If convicted, he could face the death penalty. In a military capital trial, a guilty plea is not an option.
Hasan is representing himself, but has three attorneys as backup.
The attorneys have asked to drop out of the case, saying they believed Hasan is trying to help the prosecution achieve a death sentence.
But the judge, Col. Tara Osborn, ruled Thursday that they must continue, saying it was "nothing more than their disagreement with Hasan's strategy in conducting his defense."
-- Josh Rubin
JUSTIN CARTER TERRORISM CHARGE: Seeking a dismissal
Justin Carter, a 19-year-old Texas teen, is facing a felony terrorism charge for posting, during an argument about a video game, what he said was a sarcastic comment.
According to court documents, Cater wrote, "I'm f***ed in the head alright. I think I'ma (sic) shoot up a kindergarten and watch the blood of the innocent rain down and eat the beating heart of one of them."
His father said Carter followed the claim with "LOL" and "J/K," indicating that the comment wasn't serious.
Authorities said someone reported the comment, which came about two months after the mass killings at Sandy Hook Elementary School, leading to Carter's arrest February 21 on a felony charge of making terroristic threats. In Texas, that carries a sentence of up to 10 years in prison.
On Monday, at a pretrial hearing, Carter's lawyer will ask that the case be dismissed on First Amendment grounds. They say his comments were taken out of context, and that Carter made no real threat because he used the words, "I think."

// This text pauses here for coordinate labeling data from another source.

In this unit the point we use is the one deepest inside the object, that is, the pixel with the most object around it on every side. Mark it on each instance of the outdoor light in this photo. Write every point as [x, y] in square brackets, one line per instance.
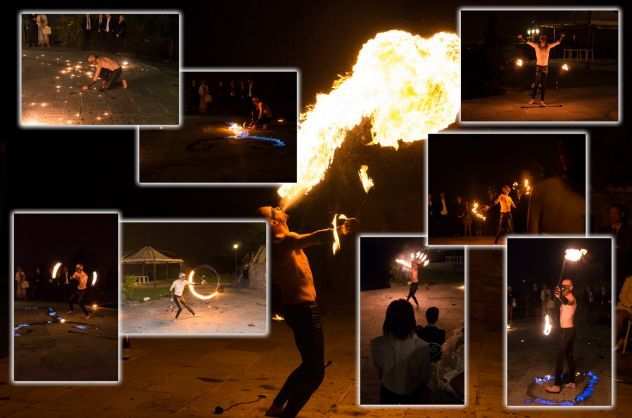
[574, 255]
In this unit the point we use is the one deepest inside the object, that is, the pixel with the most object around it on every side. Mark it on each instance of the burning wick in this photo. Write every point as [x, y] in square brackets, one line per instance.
[367, 182]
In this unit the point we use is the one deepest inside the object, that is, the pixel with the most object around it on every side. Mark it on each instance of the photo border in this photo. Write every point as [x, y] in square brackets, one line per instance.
[21, 12]
[12, 380]
[358, 324]
[587, 161]
[620, 90]
[206, 184]
[268, 309]
[613, 354]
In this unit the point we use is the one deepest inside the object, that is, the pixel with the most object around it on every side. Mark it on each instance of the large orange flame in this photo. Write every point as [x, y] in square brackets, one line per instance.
[408, 87]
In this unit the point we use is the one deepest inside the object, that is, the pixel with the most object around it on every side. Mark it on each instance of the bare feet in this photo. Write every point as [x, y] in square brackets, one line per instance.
[553, 389]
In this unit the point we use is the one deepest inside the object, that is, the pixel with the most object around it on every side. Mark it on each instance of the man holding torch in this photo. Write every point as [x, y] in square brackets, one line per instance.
[79, 293]
[568, 306]
[414, 282]
[542, 50]
[295, 282]
[505, 223]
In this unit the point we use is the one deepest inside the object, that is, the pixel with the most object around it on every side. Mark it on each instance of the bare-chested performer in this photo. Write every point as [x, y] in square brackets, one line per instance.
[293, 276]
[108, 70]
[542, 50]
[568, 306]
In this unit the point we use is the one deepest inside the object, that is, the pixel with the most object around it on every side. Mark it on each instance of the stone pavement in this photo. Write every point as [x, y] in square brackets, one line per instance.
[236, 311]
[51, 91]
[579, 104]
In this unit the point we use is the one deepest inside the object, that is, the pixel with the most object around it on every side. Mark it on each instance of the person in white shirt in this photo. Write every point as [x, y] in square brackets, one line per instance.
[79, 293]
[505, 223]
[177, 291]
[542, 51]
[568, 306]
[401, 358]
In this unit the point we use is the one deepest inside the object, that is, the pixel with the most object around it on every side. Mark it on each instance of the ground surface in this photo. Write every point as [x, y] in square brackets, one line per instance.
[449, 298]
[206, 373]
[236, 311]
[578, 104]
[79, 349]
[202, 151]
[52, 98]
[531, 354]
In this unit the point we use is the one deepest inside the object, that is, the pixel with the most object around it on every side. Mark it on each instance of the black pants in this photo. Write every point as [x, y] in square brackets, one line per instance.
[505, 225]
[179, 300]
[411, 292]
[77, 297]
[567, 345]
[541, 73]
[305, 322]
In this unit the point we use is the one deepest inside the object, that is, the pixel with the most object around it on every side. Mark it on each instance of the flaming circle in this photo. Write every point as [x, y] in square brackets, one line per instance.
[406, 85]
[204, 269]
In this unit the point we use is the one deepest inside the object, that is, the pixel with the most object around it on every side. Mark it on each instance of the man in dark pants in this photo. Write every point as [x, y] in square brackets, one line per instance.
[294, 280]
[177, 290]
[505, 223]
[542, 50]
[568, 306]
[414, 282]
[79, 293]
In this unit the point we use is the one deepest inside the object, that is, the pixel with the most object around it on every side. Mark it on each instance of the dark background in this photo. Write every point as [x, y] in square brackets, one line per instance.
[41, 240]
[467, 164]
[197, 243]
[322, 40]
[277, 89]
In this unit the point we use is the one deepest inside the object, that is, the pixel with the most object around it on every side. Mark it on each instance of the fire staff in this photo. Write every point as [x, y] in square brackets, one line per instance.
[568, 306]
[293, 276]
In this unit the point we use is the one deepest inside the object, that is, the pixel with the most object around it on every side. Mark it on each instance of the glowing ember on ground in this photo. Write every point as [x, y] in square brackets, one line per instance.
[406, 85]
[367, 182]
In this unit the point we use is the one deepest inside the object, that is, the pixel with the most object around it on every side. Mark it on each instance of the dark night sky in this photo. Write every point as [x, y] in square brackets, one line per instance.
[196, 243]
[90, 239]
[467, 164]
[540, 260]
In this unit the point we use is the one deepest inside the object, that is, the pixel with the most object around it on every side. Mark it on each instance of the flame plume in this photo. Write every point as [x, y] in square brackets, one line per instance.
[408, 87]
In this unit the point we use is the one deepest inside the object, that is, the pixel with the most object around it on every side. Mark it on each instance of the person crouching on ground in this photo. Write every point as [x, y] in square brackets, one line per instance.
[293, 277]
[108, 70]
[177, 290]
[402, 358]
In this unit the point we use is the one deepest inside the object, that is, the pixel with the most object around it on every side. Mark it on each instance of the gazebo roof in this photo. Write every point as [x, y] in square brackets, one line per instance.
[149, 255]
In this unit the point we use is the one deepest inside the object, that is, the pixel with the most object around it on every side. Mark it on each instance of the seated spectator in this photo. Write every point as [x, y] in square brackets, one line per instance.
[402, 359]
[431, 333]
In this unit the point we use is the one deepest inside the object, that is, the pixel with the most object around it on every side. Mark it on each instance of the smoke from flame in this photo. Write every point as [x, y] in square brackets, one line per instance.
[408, 87]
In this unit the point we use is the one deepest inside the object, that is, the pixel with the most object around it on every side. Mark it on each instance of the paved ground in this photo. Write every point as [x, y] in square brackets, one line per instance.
[531, 354]
[579, 104]
[50, 97]
[203, 151]
[236, 311]
[477, 240]
[79, 349]
[449, 298]
[190, 377]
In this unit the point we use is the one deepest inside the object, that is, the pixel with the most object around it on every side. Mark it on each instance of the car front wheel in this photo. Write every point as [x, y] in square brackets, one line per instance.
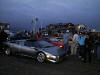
[8, 52]
[41, 57]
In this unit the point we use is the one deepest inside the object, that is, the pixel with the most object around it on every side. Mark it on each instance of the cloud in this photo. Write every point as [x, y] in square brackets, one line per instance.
[50, 11]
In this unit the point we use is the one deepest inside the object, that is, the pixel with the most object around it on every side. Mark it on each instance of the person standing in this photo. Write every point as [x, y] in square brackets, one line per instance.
[3, 38]
[74, 43]
[81, 43]
[65, 41]
[88, 48]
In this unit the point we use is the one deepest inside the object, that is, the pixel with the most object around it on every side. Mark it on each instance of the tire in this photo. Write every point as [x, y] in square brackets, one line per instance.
[8, 51]
[41, 57]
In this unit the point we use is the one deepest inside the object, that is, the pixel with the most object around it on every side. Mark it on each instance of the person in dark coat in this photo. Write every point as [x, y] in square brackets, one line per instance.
[88, 48]
[3, 38]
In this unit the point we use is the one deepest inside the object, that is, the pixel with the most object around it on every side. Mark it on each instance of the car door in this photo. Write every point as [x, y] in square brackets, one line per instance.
[27, 50]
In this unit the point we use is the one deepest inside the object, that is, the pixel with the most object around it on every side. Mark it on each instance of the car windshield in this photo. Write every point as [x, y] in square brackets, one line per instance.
[54, 39]
[39, 44]
[44, 44]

"They need to look at the context of what's put online. Because if they would, they would have seen that it was sarcasm," said attorney Donald Flanary.
-- Pamela Brown
AARON HERNANDEZ MURDER CASE: Fiancee in the spotlight
Investigators want to know if former NFL tight end Aaron Hernandez asked his fiancee to hide the .45 caliber gun used in the killing of Odin Lloyd.
Lloyd's bullet-riddled body was found in a Massachusetts industrial park on Father's Day, about a mile from Hernandez's home. He was shot five times. The gun has yet to be found.
Prosecutors have accused the former New England Patriot of orchestrating the death. Hernandez, 23, has pleaded not guilty to murder. He is being held without bail.
On Friday, his hometown newspaper, The Bristol Press in Connecticut, reported on newly unsealed search warrants that seem to suggest that his fiancee, Shayanna Jenkins, took a lock box from his North Attleboro home to a storage facility.
Another defendant, Carlos Ortiz, allegedly told police that after the killing, Hernandez put two guns into a lock box.
According to surveillance tapes, Jenkins carried a "rigid object" the size of a lock box from the home into a car. She returned about a half hour later without it.
In the documents, police say Jenkins may either have dumped the gun in the woods or took them to the storage facility in Bristol, where Hernandez had rented a unit.
CNN was unable to reach Hernandez's lawyers for comment. There's a probable cause hearing on Hernandez's first-degree murder charges on August 22, unless a grand jury that's looking into the case indicts him first.